I wonder whether it's better for Git history cleanliness purposes to do one of the following instead:
- Use a "hub" monorepo that uses Git submodules to link to all the other repos in the project. The hub repo contains documentation and AI agent configurations, but the individual project files stay in their respective repos.
- Use an agent harness system that natively wraps over multiple repositories. (More precisely, it would make a temp folder and put the worktrees of multiple repos in that folder. Perhaps it can unpack some documentation and AI agent configs in the root too, with the root repository simply gitignore-ing the individual repo folders instead of using submodules.)
> Every pull request triggers three parallel AI review passes using Claude Opus 4.6:
Pass 1: Code quality. Logic errors, performance issues, maintainability.
Pass 2: Security. Vulnerability scanning, authentication boundary checks, injection risks.
Pass 3: Dependency scan. Supply chain risks, version conflicts, license issues.
I agree that automated PR review with AI agents is very important. Good list of topics, I think this will help with my own implementation.
> One hour later, the triage engine runs. It clusters production errors from CloudWatch and Sentry, scores each cluster across nine severity dimensions, and auto-generates investigation tickets in Linear. Each ticket includes sample logs, affected users, affected endpoints, and suggested investigation paths.
This is cool, advanced stuff. Though I kind of think that instead of Linear, we need an AI-centric ticketing system designed from the ground up to make it easier for AIs to handle the tickets and for the humans to monitor said AIs. I've used some AI coding kanban board tools and found them to be very helpful (compared to using a separate Forgejo kanban board + AI agent), and maybe a more general AI-powered ticket management tool would be the next step.
> Each tool handles one phase. No tool tries to do everything.
I think the key is to have separate agents handling each phase. They could all be in the same tool. I agree that having one AI agent handle the entire thing isn't going to be enough for the kind of reliability one is looking for here.
> Graphite's merge queue rebases, re-runs CI, merges if green.
This is a tool I hadn't heard of before and the merge queue seems like a very useful concept. I wonder if it handles automatically resolving trivial rebase conflicts with AI. The stacked PR feature sounds pretty good too.
> People assume we're trading quality for speed. User engagement went up. Payment conversion went up. We produce better results than before, because the feedback loops are tighter. You learn more when you ship daily than when you ship monthly.

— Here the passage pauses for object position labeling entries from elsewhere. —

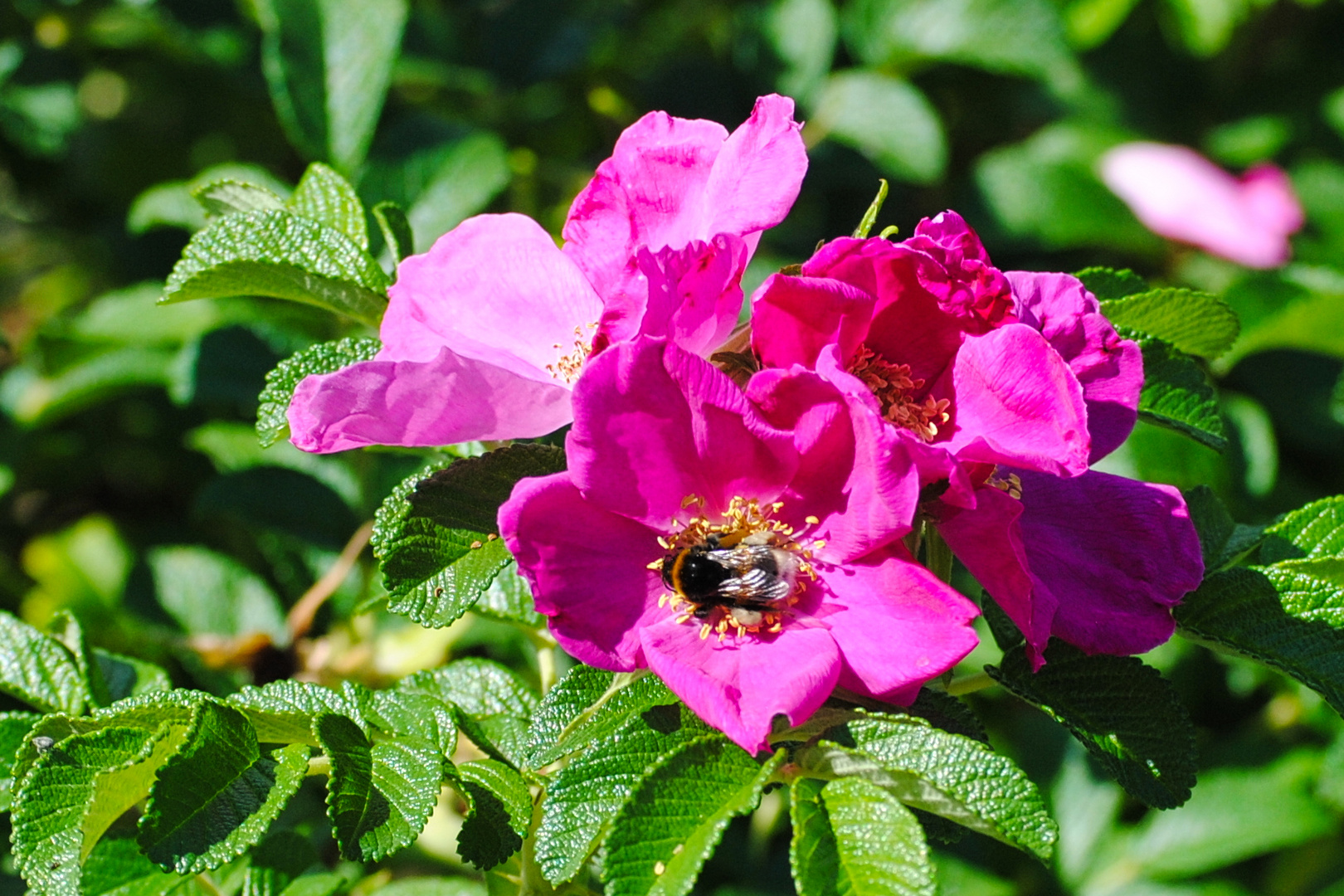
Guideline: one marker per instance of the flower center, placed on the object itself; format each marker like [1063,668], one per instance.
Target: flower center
[895,390]
[569,367]
[738,575]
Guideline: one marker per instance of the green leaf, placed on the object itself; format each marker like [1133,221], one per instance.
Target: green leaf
[509,787]
[14,727]
[218,794]
[1177,395]
[1190,321]
[324,358]
[38,670]
[1222,540]
[945,774]
[879,844]
[231,197]
[279,256]
[1108,282]
[1239,609]
[284,711]
[397,230]
[492,704]
[888,119]
[1124,712]
[1233,816]
[329,63]
[583,796]
[327,197]
[436,535]
[379,796]
[1313,531]
[676,816]
[587,705]
[73,793]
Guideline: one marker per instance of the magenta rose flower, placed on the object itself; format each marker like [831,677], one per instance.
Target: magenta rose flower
[487,332]
[1181,195]
[724,547]
[1004,388]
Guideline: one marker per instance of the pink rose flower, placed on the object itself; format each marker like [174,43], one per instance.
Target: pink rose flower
[487,332]
[670,462]
[1181,195]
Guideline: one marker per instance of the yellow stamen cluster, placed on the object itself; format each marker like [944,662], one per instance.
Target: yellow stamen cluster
[570,366]
[1011,484]
[743,519]
[894,386]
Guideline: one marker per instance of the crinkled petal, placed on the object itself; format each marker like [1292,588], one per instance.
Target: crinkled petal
[795,317]
[988,539]
[655,425]
[1181,195]
[1015,402]
[1109,368]
[897,625]
[494,289]
[1118,553]
[739,684]
[854,472]
[587,568]
[444,401]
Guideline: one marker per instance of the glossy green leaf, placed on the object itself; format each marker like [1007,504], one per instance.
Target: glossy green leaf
[436,535]
[888,119]
[279,256]
[218,794]
[1190,321]
[587,793]
[1124,712]
[38,670]
[587,705]
[327,197]
[676,816]
[324,358]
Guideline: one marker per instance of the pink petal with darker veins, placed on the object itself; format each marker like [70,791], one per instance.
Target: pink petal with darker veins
[739,684]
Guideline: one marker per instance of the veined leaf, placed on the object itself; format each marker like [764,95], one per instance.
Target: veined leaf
[492,704]
[324,358]
[280,256]
[587,705]
[676,816]
[582,798]
[945,774]
[327,197]
[1190,321]
[879,844]
[38,670]
[1124,712]
[218,794]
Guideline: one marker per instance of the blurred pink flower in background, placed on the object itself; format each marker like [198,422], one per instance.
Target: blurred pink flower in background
[1181,195]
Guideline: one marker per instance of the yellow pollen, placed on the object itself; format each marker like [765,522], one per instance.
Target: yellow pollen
[895,388]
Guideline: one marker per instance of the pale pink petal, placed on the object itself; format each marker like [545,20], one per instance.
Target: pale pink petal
[1014,401]
[1109,368]
[897,625]
[441,401]
[494,289]
[655,425]
[739,684]
[1181,195]
[587,568]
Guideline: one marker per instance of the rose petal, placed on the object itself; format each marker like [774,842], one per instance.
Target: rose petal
[1109,368]
[1014,401]
[444,401]
[587,568]
[739,684]
[655,425]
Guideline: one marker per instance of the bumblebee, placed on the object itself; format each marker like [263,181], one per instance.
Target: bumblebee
[749,578]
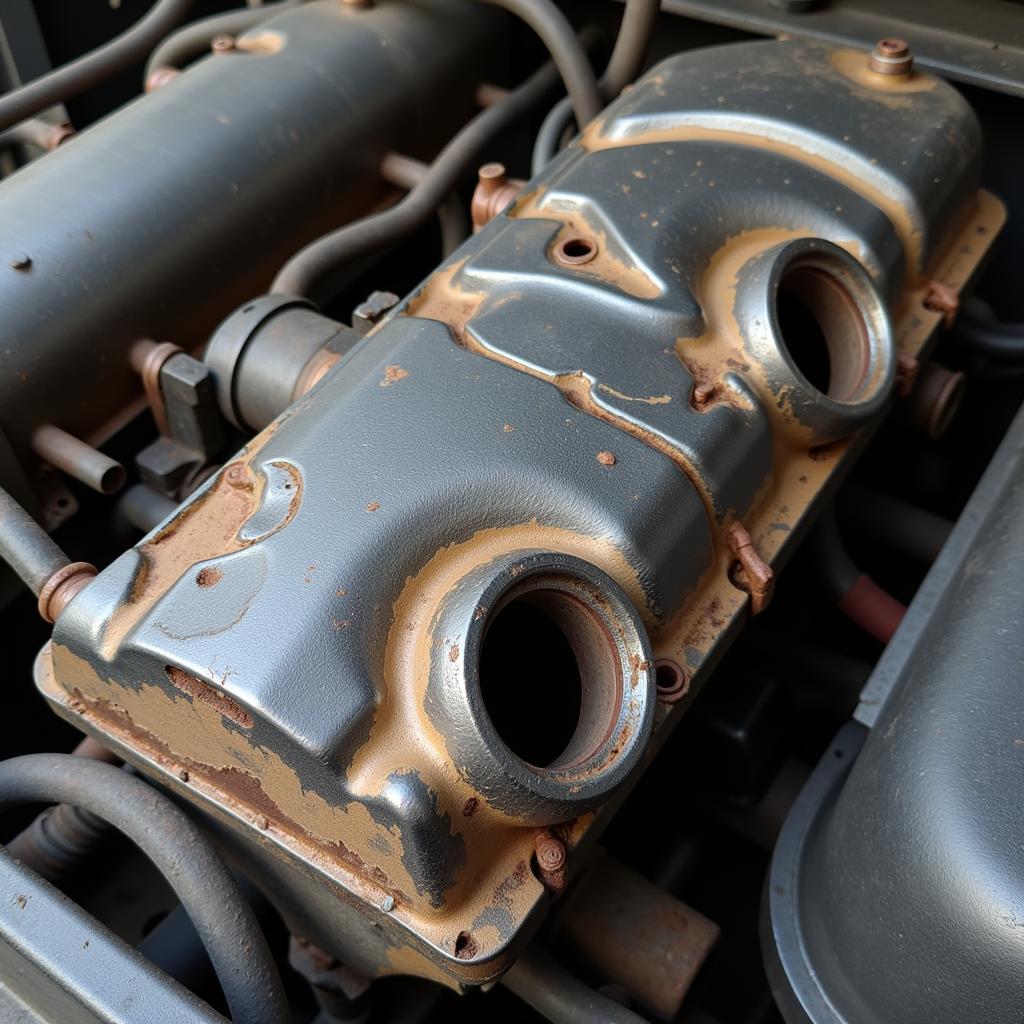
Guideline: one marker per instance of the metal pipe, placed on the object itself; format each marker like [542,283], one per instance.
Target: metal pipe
[73,79]
[310,266]
[26,547]
[78,459]
[559,995]
[627,58]
[566,52]
[225,923]
[194,39]
[290,140]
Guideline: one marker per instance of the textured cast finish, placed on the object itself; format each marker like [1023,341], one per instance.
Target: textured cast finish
[585,410]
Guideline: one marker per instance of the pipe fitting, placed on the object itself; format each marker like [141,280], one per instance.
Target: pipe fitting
[588,655]
[814,320]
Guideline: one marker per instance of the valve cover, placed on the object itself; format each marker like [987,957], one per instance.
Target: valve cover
[459,591]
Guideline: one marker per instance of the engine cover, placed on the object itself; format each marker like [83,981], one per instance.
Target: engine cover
[599,422]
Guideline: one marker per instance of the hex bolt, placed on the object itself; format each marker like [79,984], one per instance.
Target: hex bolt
[891,56]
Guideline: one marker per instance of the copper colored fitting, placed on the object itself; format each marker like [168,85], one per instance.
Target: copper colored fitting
[552,860]
[494,192]
[61,587]
[160,77]
[936,397]
[891,56]
[147,358]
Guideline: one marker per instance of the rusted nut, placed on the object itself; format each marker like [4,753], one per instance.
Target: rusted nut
[494,192]
[574,250]
[935,399]
[61,587]
[906,374]
[237,475]
[160,77]
[552,860]
[891,56]
[942,298]
[671,682]
[752,572]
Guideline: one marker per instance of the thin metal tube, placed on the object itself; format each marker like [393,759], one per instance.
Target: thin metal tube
[194,39]
[78,459]
[313,264]
[224,921]
[75,78]
[26,547]
[627,58]
[559,995]
[566,51]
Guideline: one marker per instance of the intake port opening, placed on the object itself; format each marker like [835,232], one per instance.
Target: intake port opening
[549,678]
[822,329]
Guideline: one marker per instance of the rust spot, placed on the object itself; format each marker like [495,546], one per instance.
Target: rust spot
[198,689]
[209,577]
[393,374]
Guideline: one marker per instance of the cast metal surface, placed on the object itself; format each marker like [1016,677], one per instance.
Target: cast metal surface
[897,887]
[185,201]
[301,641]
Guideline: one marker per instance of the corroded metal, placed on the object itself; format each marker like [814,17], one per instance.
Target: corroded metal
[574,414]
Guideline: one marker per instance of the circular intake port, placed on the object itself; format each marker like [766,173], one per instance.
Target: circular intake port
[543,684]
[816,323]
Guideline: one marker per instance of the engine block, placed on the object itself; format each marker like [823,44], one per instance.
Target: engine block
[604,420]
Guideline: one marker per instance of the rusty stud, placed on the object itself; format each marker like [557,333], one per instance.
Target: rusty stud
[942,298]
[891,56]
[495,189]
[752,572]
[237,476]
[61,587]
[552,860]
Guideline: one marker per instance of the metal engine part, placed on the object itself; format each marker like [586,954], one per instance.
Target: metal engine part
[598,412]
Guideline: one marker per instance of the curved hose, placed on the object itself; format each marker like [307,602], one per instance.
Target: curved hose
[311,265]
[194,40]
[26,547]
[624,66]
[86,71]
[989,337]
[559,995]
[566,51]
[238,950]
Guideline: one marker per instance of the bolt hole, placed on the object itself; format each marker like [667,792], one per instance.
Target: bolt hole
[576,250]
[822,329]
[465,945]
[670,680]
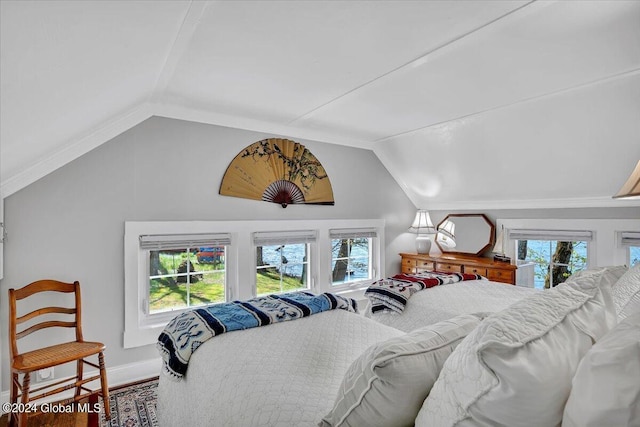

Obviously lofty claims but intuitively I think this is possible. AI output isn't perfect but current engineering teams are far from perfect either. And I think AI is more amenable to process design than people are, simply because you can change the AI prompt instantly (and perhaps even AB-test it with LLMs as judge?) but people need time to train for a new process.
> At CREAO, we pushed AI-native operations into every function:
Product release notes: AI-generated from changelogs and feature descriptions.
Feature intro videos: AI-generated motion graphics.
Daily posts on socials: AI-orchestrated and auto-published.
Health reports and analytics summaries: AI-generated from CloudWatch and production databases.
Using AI for public-facing announcements is a bit of a minefield to be honest. I think it's valuable to have knowledgeable humans do most of this. But maybe AI can be acceptable if you clearly label that it's AI and you genuinely don't have the human bandwidth to do it anymore.
> I believe one-person companies will become common. If one architect with agents can do the work of 100 people, many companies won't need a second employee.
Oh boy.
> the CTO working 18-hour days
This is actually the least believable part of this post to me. I'd somewhat believe if you said 14-16 hours, but working a 18 hour day seems like a straight up bad idea. Even assuming you value absolutely nothing else in life other than work, you'd get more done in 14-16 hrs w/ more leisure and sleep than in 18 without it.